How mapmakers help indigenous people defend their lands - Thevet
https://www.nationalgeographic.com/culture/2018/10/indigenous-cultures-mapping-projects-reclaim-lands-columbus
======
smcmurtry
A similar thing happened in the last place I lived, a small town in the
Northwest Territories, Canada. The indigenous people in the area (called the
Tlicho) were able to take over some of the governance of their land from the
Canadian government, including mineral rights. It is a pretty significant
amount of land too, about 100km x 200km. To make the case they had to map
which land was included in their territory and demonstrate that their use of
it goes back a long time. So they sent out their elders and professional map
makers on canoe trips along their traditional hunting routes.
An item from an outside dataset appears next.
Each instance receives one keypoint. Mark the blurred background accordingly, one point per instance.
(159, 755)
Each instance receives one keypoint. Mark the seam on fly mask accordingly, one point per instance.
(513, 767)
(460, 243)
The map makers
collected gps data and associated it with stories from the elders and
artifacts they found along the way, which built a compelling case for the land
claim.

------
ris
Tangentially related, the missing maps project
[http://www.missingmaps.org/](http://www.missingmaps.org/) is also working to
map communities whose populations have often never been represented on a map,
though in this case to help humanitarian organizations to access them.

------
veddox
Map making is quite a fascinating, and intricate business!

One tends to take maps for granted, but making a good one really does take
quite a bit of work. (And just imagine how it was before satellite imagery, or
even GPS...) For an interesting bit of cartographic history, read the story of
Ordnance Survey in the UK:
[https://www.ordnancesurvey.co.uk/about/overview/history.html](https://www.ordnancesurvey.co.uk/about/overview/history.html)